Music Notes for Sunday, March 30, 2025
Music for the Fourth Sunday in Lent
Litanies – Jehan Alain (1911-1940)
Jehan Alain was a near contemporary of the great composer and organist Olivier Messiaen, possibly rivalling his vision and genius, but Alain’s life was cut short when he was killed in action at the age of 29, just five days before France withdrew from World War II. He had received his first organ lessons from his father and then progressed to the Paris Conservatoire. He became a brilliant keyboard player and a compulsive composer, who saw music as revelatory of states of the soul, and who was drawn to music’s power to create a sense of mystery rather than express emotions.
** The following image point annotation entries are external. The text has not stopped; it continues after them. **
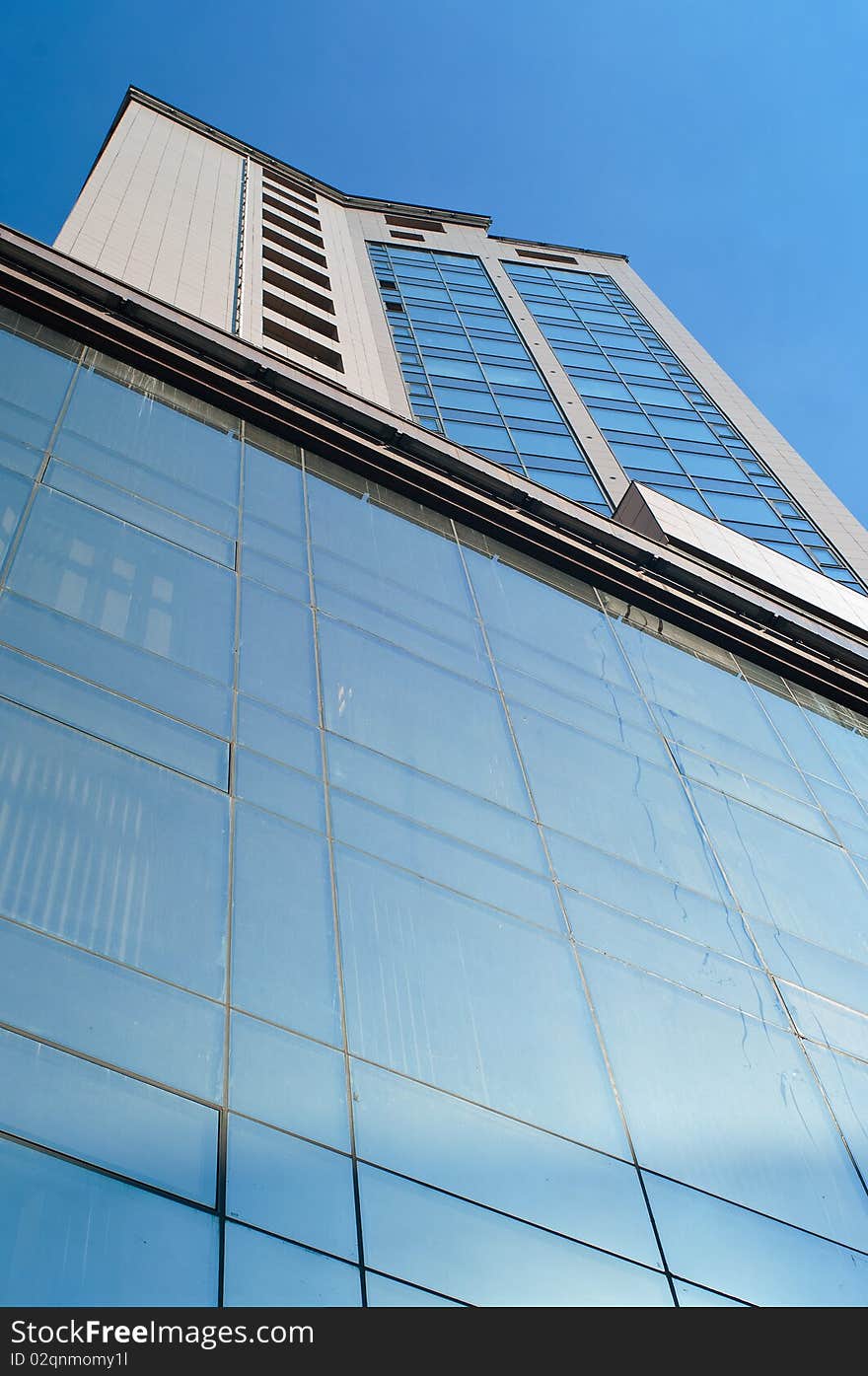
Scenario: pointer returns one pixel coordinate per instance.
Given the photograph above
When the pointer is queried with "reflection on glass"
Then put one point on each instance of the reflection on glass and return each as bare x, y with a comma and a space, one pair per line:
438, 723
456, 993
494, 1160
288, 1080
108, 1119
283, 929
750, 1257
108, 1012
72, 1237
725, 1103
128, 584
111, 852
484, 1258
265, 1271
290, 1187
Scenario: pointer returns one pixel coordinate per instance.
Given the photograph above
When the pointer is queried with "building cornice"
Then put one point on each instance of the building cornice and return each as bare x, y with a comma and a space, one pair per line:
268, 161
736, 612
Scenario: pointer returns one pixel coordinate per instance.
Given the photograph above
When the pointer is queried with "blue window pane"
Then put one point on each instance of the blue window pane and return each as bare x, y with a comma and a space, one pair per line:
787, 877
672, 400
623, 805
283, 547
149, 516
484, 1258
274, 573
565, 632
34, 382
607, 724
725, 1103
289, 1187
464, 655
844, 1082
282, 738
277, 651
107, 417
435, 804
282, 927
122, 723
18, 457
461, 996
692, 1296
812, 966
494, 1160
470, 323
105, 659
272, 491
265, 1271
105, 1118
752, 1257
288, 1080
684, 962
826, 1021
384, 545
386, 1293
439, 723
142, 852
14, 493
72, 1237
445, 860
118, 579
110, 1012
286, 791
663, 902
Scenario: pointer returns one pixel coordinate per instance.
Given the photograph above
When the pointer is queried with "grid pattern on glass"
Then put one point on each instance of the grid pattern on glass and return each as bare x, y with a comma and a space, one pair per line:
706, 887
662, 427
468, 373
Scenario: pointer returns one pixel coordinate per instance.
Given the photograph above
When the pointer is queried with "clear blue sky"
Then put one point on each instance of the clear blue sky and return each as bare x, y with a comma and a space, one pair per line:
721, 145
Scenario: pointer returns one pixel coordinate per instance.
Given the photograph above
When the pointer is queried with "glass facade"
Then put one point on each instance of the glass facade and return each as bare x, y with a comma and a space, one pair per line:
468, 372
387, 919
665, 431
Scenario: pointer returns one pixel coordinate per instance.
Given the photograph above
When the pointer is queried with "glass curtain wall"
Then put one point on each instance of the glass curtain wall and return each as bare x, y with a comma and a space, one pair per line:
468, 372
388, 920
663, 429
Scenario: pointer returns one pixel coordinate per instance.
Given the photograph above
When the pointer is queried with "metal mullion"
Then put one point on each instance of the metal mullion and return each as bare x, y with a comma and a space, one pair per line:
338, 957
230, 898
36, 481
568, 926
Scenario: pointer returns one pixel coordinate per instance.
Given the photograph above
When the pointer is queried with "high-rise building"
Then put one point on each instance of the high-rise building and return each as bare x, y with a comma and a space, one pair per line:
434, 783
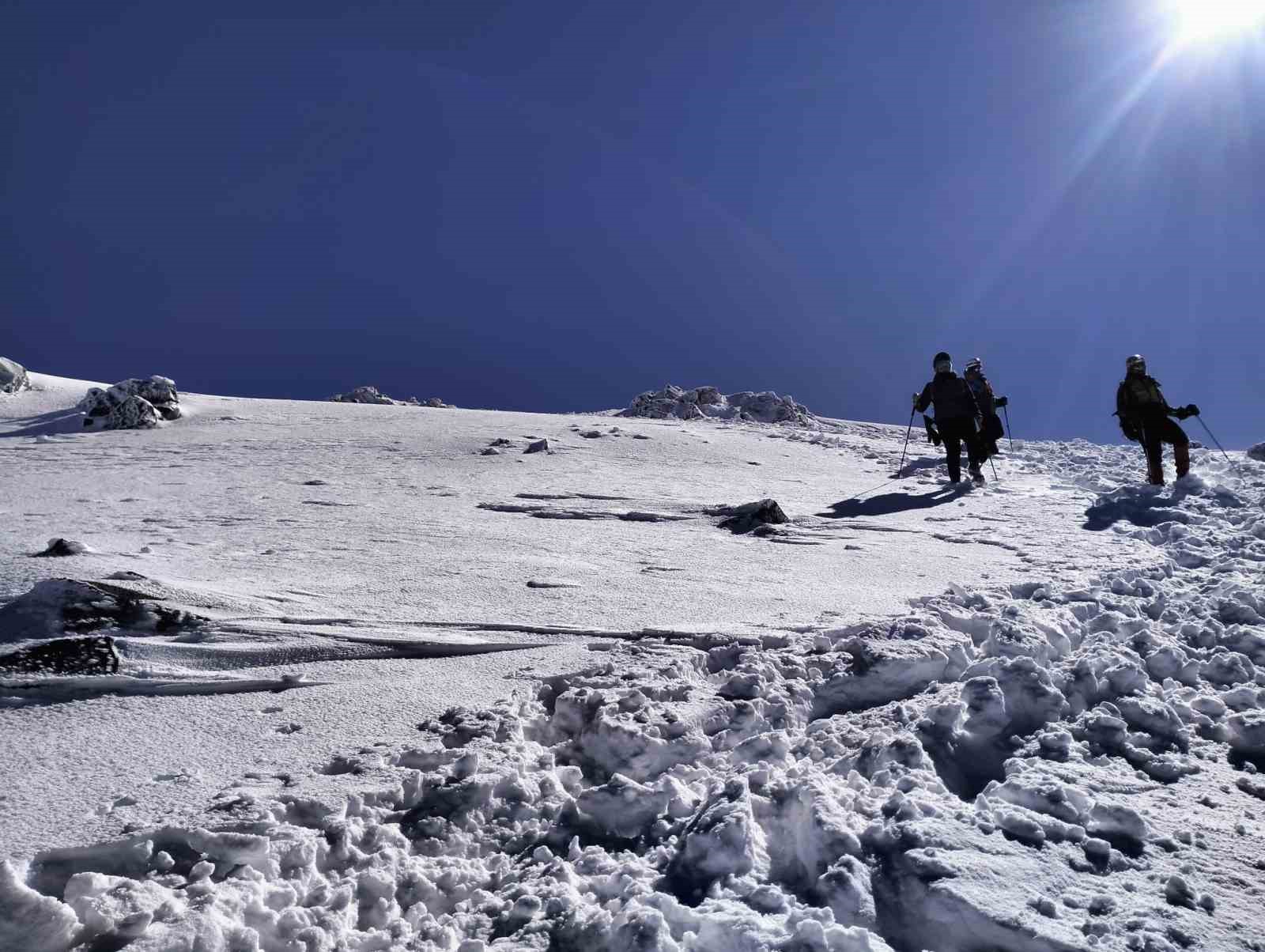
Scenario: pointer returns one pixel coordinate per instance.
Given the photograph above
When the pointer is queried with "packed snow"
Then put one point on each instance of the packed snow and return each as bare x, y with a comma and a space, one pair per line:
333, 676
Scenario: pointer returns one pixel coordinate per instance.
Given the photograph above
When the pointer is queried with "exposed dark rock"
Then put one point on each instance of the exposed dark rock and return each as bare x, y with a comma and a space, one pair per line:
59, 549
132, 404
13, 376
765, 406
750, 516
59, 606
372, 395
63, 656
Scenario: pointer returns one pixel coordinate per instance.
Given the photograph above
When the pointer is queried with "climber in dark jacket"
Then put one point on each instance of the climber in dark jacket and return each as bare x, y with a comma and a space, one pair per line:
1144, 417
957, 417
992, 428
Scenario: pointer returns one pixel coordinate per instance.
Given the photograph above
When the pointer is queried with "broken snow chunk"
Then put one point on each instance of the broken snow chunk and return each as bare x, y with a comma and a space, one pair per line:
1248, 733
1229, 669
623, 808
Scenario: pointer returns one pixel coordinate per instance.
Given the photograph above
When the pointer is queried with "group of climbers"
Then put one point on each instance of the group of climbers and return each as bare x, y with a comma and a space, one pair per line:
965, 417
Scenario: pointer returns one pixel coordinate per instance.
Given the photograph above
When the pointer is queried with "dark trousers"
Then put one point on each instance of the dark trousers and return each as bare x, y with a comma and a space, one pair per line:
1157, 431
958, 432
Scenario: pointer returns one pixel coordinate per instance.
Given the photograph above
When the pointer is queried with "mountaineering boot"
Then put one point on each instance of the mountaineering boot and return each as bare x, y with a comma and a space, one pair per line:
1182, 457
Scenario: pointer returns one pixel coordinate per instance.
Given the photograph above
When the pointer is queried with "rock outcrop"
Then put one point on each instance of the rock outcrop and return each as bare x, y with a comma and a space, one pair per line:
13, 376
372, 395
132, 404
674, 402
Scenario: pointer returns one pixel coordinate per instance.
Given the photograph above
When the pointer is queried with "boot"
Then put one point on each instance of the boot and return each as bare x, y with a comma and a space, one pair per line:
1182, 457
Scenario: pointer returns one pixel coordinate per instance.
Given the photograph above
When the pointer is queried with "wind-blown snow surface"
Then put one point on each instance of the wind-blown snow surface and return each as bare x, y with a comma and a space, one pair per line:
674, 736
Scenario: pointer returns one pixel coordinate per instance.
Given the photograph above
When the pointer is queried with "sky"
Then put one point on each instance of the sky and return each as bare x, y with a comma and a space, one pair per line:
557, 206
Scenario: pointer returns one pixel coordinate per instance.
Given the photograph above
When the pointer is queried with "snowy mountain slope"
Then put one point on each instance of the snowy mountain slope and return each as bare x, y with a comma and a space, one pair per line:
757, 746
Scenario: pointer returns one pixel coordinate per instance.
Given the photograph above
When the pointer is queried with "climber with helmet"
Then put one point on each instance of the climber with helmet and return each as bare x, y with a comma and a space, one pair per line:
988, 406
957, 414
1144, 417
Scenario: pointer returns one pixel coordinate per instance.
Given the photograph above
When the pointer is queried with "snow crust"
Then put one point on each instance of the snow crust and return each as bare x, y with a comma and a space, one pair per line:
1058, 750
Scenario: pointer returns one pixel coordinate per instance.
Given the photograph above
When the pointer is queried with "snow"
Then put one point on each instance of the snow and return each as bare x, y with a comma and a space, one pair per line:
379, 690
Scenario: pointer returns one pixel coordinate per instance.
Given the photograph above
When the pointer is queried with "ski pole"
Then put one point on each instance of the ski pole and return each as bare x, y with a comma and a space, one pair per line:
908, 432
1214, 438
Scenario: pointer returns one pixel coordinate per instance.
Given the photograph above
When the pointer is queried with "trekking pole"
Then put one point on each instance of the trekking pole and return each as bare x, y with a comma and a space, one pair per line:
1214, 438
908, 432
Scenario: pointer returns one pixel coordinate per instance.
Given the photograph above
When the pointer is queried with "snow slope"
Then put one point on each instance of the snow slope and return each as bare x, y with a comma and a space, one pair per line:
1026, 717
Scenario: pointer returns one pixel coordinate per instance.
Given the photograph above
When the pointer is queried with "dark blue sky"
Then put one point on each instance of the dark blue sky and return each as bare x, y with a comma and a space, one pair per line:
556, 206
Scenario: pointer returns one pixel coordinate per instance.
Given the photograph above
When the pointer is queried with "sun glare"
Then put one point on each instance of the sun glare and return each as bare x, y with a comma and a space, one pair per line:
1203, 21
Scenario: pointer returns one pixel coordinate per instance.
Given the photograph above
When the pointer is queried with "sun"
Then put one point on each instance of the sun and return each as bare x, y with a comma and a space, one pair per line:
1203, 21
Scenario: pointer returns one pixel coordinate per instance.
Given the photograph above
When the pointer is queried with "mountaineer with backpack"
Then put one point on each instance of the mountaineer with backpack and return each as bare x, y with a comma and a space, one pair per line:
991, 425
1144, 417
957, 414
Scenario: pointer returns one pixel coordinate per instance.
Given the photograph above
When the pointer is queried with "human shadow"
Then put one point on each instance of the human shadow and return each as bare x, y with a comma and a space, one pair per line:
892, 503
46, 425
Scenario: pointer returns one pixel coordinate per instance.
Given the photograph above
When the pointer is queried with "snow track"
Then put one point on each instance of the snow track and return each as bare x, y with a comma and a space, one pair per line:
1064, 758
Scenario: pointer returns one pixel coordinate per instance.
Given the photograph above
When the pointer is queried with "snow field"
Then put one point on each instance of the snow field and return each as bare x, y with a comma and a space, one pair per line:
1063, 757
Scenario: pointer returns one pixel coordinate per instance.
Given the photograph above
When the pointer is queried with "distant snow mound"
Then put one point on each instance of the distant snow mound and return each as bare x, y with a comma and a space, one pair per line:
372, 395
13, 376
132, 404
765, 406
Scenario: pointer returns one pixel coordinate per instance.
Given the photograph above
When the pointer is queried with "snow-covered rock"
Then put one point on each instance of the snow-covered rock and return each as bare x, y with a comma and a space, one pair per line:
372, 395
59, 606
132, 404
765, 406
13, 376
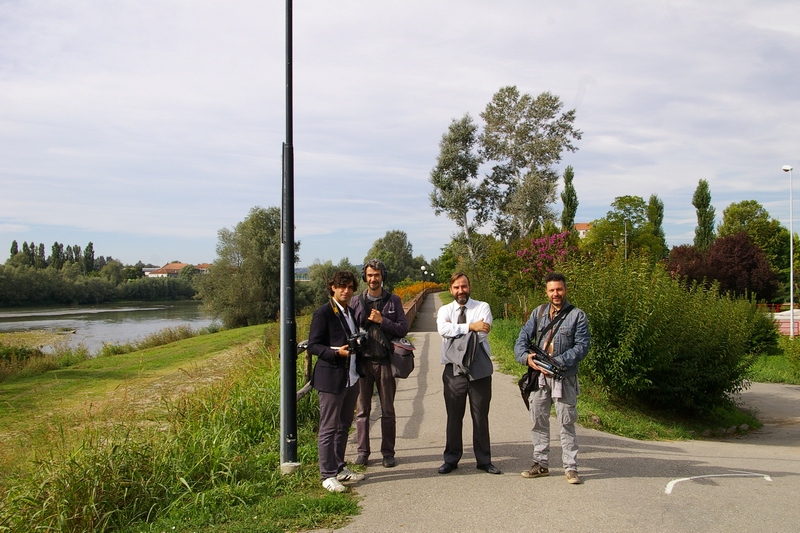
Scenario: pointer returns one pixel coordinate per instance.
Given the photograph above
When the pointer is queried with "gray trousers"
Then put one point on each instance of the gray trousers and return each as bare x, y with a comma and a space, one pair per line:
567, 415
336, 412
379, 374
457, 389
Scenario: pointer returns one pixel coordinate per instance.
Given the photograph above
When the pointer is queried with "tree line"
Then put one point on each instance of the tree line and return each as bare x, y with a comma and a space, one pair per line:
74, 275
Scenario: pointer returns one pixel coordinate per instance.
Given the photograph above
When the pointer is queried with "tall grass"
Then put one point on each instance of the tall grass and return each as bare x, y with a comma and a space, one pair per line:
216, 454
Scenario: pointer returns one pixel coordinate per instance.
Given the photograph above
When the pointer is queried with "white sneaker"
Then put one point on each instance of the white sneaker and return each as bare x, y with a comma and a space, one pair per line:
348, 475
332, 485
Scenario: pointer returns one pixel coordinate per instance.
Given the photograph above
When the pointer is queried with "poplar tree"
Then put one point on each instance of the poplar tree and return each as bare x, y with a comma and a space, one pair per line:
655, 216
569, 198
704, 232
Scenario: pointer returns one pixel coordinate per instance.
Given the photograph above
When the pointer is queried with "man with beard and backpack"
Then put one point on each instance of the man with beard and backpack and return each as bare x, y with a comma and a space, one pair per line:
381, 314
561, 331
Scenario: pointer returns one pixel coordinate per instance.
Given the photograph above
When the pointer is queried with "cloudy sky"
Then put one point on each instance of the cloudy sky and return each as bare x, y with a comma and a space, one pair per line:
146, 126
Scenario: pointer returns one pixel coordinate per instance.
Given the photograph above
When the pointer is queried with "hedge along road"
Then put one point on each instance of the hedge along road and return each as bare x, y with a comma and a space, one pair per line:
745, 483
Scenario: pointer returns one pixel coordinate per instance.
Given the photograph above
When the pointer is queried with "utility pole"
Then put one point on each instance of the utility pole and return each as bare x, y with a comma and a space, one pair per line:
288, 326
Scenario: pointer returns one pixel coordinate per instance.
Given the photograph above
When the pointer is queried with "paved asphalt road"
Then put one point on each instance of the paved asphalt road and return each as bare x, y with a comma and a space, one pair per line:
749, 483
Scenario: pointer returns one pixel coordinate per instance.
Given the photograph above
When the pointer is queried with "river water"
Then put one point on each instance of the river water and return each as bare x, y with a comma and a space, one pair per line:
107, 323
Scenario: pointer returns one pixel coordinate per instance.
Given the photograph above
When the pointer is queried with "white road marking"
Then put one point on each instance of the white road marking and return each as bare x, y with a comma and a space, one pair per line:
672, 483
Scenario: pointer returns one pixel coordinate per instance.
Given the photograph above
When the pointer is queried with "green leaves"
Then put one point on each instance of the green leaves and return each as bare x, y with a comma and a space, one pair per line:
656, 342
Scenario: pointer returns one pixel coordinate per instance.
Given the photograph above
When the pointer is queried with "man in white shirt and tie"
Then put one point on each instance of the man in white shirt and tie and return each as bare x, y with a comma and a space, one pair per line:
472, 381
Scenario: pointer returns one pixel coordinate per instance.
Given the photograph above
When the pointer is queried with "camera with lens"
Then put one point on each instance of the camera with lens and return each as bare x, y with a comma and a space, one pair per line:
355, 343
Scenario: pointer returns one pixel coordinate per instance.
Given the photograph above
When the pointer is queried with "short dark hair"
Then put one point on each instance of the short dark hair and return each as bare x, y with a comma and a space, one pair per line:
343, 278
457, 275
555, 276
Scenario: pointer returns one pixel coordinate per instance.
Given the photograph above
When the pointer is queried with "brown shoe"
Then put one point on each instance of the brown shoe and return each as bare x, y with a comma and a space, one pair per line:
536, 470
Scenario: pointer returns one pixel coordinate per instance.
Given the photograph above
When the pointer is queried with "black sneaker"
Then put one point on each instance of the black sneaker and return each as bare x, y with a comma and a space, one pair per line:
536, 470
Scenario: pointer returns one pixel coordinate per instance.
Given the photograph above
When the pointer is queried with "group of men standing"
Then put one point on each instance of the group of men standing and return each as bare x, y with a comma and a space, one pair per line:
346, 378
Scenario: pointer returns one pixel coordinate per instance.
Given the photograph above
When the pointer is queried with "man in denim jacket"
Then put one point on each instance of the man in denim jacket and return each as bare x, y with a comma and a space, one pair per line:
567, 343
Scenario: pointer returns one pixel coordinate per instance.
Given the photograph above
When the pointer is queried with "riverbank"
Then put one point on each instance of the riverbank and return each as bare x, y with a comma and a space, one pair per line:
92, 326
108, 388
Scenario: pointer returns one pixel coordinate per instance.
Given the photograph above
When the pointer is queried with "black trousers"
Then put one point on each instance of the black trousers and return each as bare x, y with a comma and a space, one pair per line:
456, 391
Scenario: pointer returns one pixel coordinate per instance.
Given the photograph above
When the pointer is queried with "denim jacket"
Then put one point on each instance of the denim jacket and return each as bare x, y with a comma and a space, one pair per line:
570, 343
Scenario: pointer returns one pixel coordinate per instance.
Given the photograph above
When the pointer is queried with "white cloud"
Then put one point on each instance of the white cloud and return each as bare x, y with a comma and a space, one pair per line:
158, 123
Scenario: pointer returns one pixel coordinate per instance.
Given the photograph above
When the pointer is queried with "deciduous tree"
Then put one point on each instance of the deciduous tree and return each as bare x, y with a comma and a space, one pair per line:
242, 287
569, 199
750, 217
457, 190
525, 137
704, 232
397, 254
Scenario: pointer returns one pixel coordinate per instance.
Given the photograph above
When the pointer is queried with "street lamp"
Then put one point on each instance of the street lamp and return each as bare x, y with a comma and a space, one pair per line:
625, 225
788, 168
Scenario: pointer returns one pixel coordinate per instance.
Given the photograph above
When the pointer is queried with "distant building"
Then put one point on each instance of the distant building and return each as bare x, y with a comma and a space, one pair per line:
583, 228
170, 270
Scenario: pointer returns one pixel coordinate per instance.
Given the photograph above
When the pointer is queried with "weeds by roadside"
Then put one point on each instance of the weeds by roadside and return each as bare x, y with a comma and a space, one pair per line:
779, 366
599, 410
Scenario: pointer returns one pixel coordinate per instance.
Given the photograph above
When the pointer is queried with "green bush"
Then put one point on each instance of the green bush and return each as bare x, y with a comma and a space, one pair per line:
656, 342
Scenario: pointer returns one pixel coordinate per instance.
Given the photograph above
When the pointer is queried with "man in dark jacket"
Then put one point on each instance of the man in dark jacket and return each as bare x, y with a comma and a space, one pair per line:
561, 331
382, 312
335, 377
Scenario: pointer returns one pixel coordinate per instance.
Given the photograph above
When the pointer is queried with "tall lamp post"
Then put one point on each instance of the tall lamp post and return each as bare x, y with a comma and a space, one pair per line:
788, 168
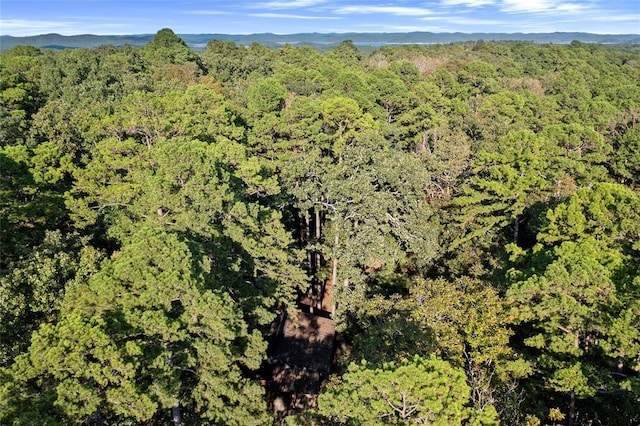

Jehan Alain’s most famous work is the organ piece Litanies, this Sunday’s postlude in church. The plainsong phrase which opens the music is repeated continually, propelled by a locomotive rhythm to an ecstatic climax. Alain once wrote about how to play Litanies: ‘You must create an impression of passionate incantation. Prayer is not a lament but a devastating tornado, flattening everything in its way. It is also an obsession. You must fill men’s ears with it, and God’s ears too! If you get to the end without feeling exhausted you have neither understood [Litanies] nor played it as I would want it.’ Jehan’s sister Marie-Claire was a life-long champion of his music; I had the privilege of hearing her play Litanies in recital many years ago. In keeping with the composer’s own comments about the piece, his sister related – much to the relief of the organists in attendance – that her brother was more intent on the intense effect of the very fast crashing chords near the end than on complete accuracy.
The score itself is headed with a quotation which can be related to the death of another of Alain’s sisters in 1937, the year in which it was written: ‘When the Christian soul is in distress and cannot find any fresh words to implore God’s mercy, it repeats the same prayer unceasingly with overwhelming faith. The limit of reason is past. It is faith alone which propels its ascent.’